The film really comes to life with the conflict between the Halifax-Chamberlain
alliance and a (largely alone) Churchill. The cabinet war room clashes have a
fire, energy and sense of drama to them that a lot of the rest of the film
doesn’t always have. It sometimes drags and gets lost in filling the time with
“quirky” moments with Churchill. There is a bit too much domesticity that feels
irrelevant when we know the fate of the nation is at stake.

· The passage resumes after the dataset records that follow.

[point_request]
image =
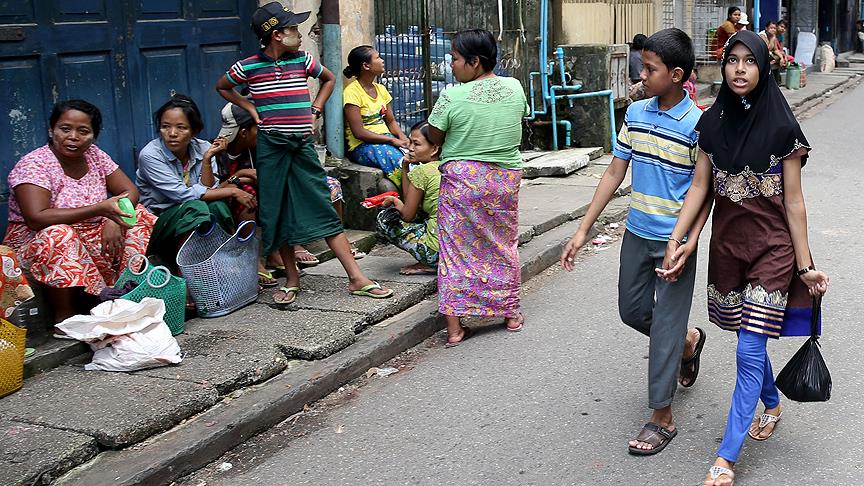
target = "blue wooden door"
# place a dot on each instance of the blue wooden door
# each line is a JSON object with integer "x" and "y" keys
{"x": 125, "y": 56}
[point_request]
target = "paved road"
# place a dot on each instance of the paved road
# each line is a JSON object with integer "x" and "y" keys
{"x": 556, "y": 403}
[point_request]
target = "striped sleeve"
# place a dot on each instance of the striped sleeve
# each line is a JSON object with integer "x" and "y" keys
{"x": 623, "y": 148}
{"x": 313, "y": 67}
{"x": 236, "y": 74}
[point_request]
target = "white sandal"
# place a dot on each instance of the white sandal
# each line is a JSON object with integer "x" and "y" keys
{"x": 717, "y": 471}
{"x": 764, "y": 420}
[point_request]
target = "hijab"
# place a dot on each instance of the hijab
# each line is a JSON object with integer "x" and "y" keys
{"x": 753, "y": 132}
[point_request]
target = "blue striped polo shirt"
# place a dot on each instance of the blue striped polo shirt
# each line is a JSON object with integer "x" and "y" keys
{"x": 279, "y": 89}
{"x": 661, "y": 148}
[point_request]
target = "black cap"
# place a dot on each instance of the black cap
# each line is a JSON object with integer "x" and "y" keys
{"x": 274, "y": 16}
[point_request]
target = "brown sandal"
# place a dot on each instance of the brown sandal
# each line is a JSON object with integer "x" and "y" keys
{"x": 655, "y": 435}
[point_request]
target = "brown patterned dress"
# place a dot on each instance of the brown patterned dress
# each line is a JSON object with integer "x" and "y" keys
{"x": 752, "y": 283}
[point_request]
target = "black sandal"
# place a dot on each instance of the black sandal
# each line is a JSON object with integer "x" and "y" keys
{"x": 659, "y": 437}
{"x": 690, "y": 368}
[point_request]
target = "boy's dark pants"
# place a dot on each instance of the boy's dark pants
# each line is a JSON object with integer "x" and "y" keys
{"x": 664, "y": 320}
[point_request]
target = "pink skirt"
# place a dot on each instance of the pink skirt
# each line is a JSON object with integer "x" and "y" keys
{"x": 478, "y": 231}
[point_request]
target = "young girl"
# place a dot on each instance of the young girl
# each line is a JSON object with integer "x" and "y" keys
{"x": 760, "y": 270}
{"x": 399, "y": 224}
{"x": 374, "y": 137}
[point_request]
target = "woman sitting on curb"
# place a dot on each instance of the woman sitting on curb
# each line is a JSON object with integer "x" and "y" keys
{"x": 374, "y": 137}
{"x": 399, "y": 224}
{"x": 63, "y": 226}
{"x": 176, "y": 176}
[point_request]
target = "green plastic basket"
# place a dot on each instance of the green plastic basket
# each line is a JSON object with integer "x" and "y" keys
{"x": 158, "y": 283}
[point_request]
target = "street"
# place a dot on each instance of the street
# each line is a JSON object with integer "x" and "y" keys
{"x": 556, "y": 403}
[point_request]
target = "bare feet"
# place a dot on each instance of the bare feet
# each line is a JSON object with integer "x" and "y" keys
{"x": 723, "y": 479}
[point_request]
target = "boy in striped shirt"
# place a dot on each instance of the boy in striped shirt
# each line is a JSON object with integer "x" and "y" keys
{"x": 294, "y": 200}
{"x": 659, "y": 138}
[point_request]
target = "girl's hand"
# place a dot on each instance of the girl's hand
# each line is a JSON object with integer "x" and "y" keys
{"x": 816, "y": 282}
{"x": 399, "y": 143}
{"x": 568, "y": 254}
{"x": 112, "y": 239}
{"x": 675, "y": 259}
{"x": 110, "y": 210}
{"x": 247, "y": 200}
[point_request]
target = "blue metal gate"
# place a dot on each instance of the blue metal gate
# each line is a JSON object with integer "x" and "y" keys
{"x": 125, "y": 56}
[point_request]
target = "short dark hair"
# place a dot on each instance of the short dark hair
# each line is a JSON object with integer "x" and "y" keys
{"x": 78, "y": 105}
{"x": 674, "y": 48}
{"x": 477, "y": 44}
{"x": 732, "y": 10}
{"x": 638, "y": 42}
{"x": 187, "y": 106}
{"x": 358, "y": 56}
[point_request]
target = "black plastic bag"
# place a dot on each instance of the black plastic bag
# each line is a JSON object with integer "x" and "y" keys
{"x": 805, "y": 378}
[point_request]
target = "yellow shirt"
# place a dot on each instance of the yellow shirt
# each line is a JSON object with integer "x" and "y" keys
{"x": 372, "y": 110}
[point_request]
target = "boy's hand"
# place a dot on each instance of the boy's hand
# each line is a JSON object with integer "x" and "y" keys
{"x": 675, "y": 259}
{"x": 568, "y": 255}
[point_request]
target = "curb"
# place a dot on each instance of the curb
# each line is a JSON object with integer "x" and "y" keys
{"x": 205, "y": 437}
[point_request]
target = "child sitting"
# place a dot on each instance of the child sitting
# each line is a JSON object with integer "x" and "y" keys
{"x": 374, "y": 137}
{"x": 399, "y": 224}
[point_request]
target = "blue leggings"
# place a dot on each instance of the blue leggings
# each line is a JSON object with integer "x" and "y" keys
{"x": 755, "y": 381}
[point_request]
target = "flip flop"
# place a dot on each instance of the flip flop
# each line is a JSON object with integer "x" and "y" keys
{"x": 309, "y": 262}
{"x": 763, "y": 421}
{"x": 266, "y": 280}
{"x": 293, "y": 291}
{"x": 519, "y": 327}
{"x": 467, "y": 332}
{"x": 366, "y": 291}
{"x": 656, "y": 435}
{"x": 690, "y": 368}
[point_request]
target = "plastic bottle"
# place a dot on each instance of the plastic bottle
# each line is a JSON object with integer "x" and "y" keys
{"x": 125, "y": 205}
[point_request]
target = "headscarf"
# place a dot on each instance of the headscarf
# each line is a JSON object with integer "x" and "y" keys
{"x": 756, "y": 131}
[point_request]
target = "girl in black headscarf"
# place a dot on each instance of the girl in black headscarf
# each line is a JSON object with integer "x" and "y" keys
{"x": 760, "y": 271}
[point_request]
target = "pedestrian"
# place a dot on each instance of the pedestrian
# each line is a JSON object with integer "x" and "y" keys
{"x": 725, "y": 30}
{"x": 295, "y": 203}
{"x": 760, "y": 272}
{"x": 374, "y": 137}
{"x": 478, "y": 124}
{"x": 402, "y": 225}
{"x": 659, "y": 138}
{"x": 69, "y": 235}
{"x": 177, "y": 179}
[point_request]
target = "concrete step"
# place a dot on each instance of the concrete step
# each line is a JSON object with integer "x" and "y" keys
{"x": 559, "y": 163}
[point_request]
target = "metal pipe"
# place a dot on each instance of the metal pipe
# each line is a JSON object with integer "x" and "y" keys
{"x": 331, "y": 56}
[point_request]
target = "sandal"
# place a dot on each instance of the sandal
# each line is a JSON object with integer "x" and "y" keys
{"x": 366, "y": 291}
{"x": 520, "y": 326}
{"x": 717, "y": 471}
{"x": 266, "y": 280}
{"x": 467, "y": 332}
{"x": 310, "y": 260}
{"x": 690, "y": 367}
{"x": 292, "y": 291}
{"x": 760, "y": 423}
{"x": 655, "y": 435}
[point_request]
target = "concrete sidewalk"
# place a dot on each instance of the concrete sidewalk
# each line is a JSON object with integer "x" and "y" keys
{"x": 248, "y": 371}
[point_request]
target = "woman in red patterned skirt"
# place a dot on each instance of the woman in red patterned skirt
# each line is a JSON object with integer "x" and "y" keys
{"x": 63, "y": 225}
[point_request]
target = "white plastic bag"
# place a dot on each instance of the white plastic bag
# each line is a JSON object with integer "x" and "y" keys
{"x": 125, "y": 335}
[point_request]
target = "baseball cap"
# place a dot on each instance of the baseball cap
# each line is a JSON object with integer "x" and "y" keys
{"x": 274, "y": 16}
{"x": 233, "y": 119}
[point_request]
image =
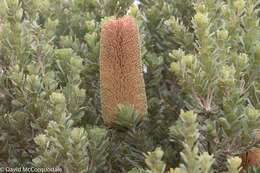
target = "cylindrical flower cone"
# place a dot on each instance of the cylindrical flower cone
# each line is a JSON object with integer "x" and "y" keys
{"x": 121, "y": 75}
{"x": 251, "y": 158}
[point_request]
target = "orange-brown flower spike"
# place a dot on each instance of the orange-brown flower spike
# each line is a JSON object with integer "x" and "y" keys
{"x": 121, "y": 75}
{"x": 251, "y": 158}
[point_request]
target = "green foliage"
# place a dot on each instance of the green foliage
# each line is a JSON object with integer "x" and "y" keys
{"x": 202, "y": 66}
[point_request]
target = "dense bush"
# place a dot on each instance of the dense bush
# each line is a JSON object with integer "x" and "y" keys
{"x": 201, "y": 64}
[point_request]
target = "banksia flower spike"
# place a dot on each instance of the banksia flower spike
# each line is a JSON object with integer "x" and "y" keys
{"x": 121, "y": 77}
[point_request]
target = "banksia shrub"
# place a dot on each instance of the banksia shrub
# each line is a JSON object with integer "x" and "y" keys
{"x": 121, "y": 75}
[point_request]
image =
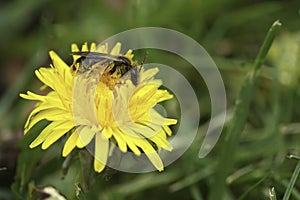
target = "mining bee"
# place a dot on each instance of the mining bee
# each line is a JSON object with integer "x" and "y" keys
{"x": 115, "y": 67}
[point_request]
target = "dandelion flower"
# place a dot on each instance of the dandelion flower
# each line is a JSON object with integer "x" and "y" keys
{"x": 100, "y": 107}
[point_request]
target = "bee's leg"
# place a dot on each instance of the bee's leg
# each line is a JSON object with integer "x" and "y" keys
{"x": 134, "y": 76}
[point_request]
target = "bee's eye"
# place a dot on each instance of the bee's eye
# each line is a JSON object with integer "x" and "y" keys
{"x": 74, "y": 68}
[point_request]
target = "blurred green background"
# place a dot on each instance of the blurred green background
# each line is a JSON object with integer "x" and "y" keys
{"x": 231, "y": 31}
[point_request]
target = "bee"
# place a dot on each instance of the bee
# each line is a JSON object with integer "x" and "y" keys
{"x": 115, "y": 66}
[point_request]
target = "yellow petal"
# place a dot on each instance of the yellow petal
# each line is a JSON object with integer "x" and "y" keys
{"x": 55, "y": 135}
{"x": 44, "y": 134}
{"x": 116, "y": 49}
{"x": 103, "y": 48}
{"x": 119, "y": 136}
{"x": 86, "y": 134}
{"x": 70, "y": 144}
{"x": 101, "y": 152}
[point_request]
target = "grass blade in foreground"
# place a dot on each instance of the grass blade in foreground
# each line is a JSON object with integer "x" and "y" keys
{"x": 240, "y": 115}
{"x": 292, "y": 182}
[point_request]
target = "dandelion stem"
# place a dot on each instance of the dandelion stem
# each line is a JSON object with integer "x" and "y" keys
{"x": 240, "y": 115}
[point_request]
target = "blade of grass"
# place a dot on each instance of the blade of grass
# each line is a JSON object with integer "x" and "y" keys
{"x": 292, "y": 182}
{"x": 240, "y": 115}
{"x": 272, "y": 194}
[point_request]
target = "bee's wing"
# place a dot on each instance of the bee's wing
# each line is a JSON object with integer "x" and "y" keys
{"x": 96, "y": 55}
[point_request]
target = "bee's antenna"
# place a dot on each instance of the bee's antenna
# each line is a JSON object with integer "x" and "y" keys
{"x": 144, "y": 60}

But then this is a sentimental film. Not only is it in love
with Churchill (we see some blemishes, but his air of perfection goes
unpunctured), but it uses devices that feel
as you are watching them like sentimental film devices. None more so than
Churchill bunking down on a tube train to exchange encouraging words with
regular people and for them to tearfully recite poetry at each other. In fact
it’s a testament to Oldman that he largely gets this hopelessly fake-feeling
scene working at all.
Wright’s film makes a point later of demonstrating that –
reporting back to the Tory party the results of this conversation – Churchill
uses the names of the people he met, but completely replaces their words with
his own. But it still gets itself bogged down in this sentimentality –
including a teary end caption on Churchill being voted out of office. Every
scene with Churchill and Clementine has a similar chocolate box feel, as does a
late scene with George VI (who seems to flip on a sixpence between pro and
anti-Churchill – although Ben Mendholsen is very good in the role).
Darkest Hour is an
extremely well-made film. It’s told with a lot of energy – and it has a simply
brilliant lead performance. Joe Wright finds new and interesting ways to shoot
things: there are some great shots which frame Churchill in strips of light
surrounded by imposing darkness. But its not brilliant. It will move you – but
that is largely because it recreates actual real-life, moving events (who can
listen to Churchill without goosebumps?). But it’s given us one of the greatest
Churchill performances and it’s worth it for that if nothing else. And, for all
its flaws, and the safeness of its storytelling, I actually quite liked it –
and I think I could like it more and more as I re-watch it.